I’ve been spending time this summer developing a data visualization course for the iSchool’s new Data Science program. This course is intended to introduce graduate students in the program to concepts and skills related to the visual display of large sets f data. We’ll be covering three broad themes: 1) technical skills and tools, 2) graphic design principles, and 3) social and ethical issues related to visual representations of large data sets.
(If you are curious about data science in general, one of the faculty involved with the Data Science program, Jeff Stanton, just published a great (free!) eBook called “An Introduction to Data Science,” available through iTunes.)

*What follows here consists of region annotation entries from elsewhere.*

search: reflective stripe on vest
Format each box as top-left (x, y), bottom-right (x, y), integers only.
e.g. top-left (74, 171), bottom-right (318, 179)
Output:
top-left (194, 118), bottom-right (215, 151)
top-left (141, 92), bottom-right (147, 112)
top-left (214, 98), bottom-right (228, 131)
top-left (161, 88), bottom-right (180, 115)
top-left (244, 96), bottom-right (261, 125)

In addition to Adobe Illustrator, it will be necessary for students to work with at least one of the open source programming environments that can handle large data sets and also have particularly powerful visualization capabilities (like R and Processing). We’ll be using R for the class, though Processing came in a close second.
Because it’s been a while since I have done any coding, most of the attention I have given to planning the course over the last several weeks has been devoted to getting reacquainted with the command line. I’m remembering how much a really do enjoy working with code (even if I’ll never be a rock star programmer and my heart has been won over by qualitative discourse analysis). But this post isn’t about programming.
Stating the obvious
When I sat down last week to map out what the class might look like on a week-by-week basis, I realized that I’d once again overlooked the obvious. My students will be predominately grad students with technical backgrounds and almost certainly will have had at least some exposure to coding. However, many will have never taken a visual design course. Ever. Clearly one of the most important objectives of the course is to provide a foundation and rationale for representing data in images and to create opportunities for students to learn the language of visual communication. If they don’t get exposed to these ideas here, they won’t get exposed to them anywhere.
So, as much as I was having fun with the code, I realized I needed to turn just as much attention to the basics of visual representation. I made a list of some basic visual design concepts that I thought might be most helpful in this context: proximity, similarity, contrast, scale. In thinking about it, however, I became highly self-conscious that my students might be insulted or maybe even disappointed by the sheer simplicity of these ideas.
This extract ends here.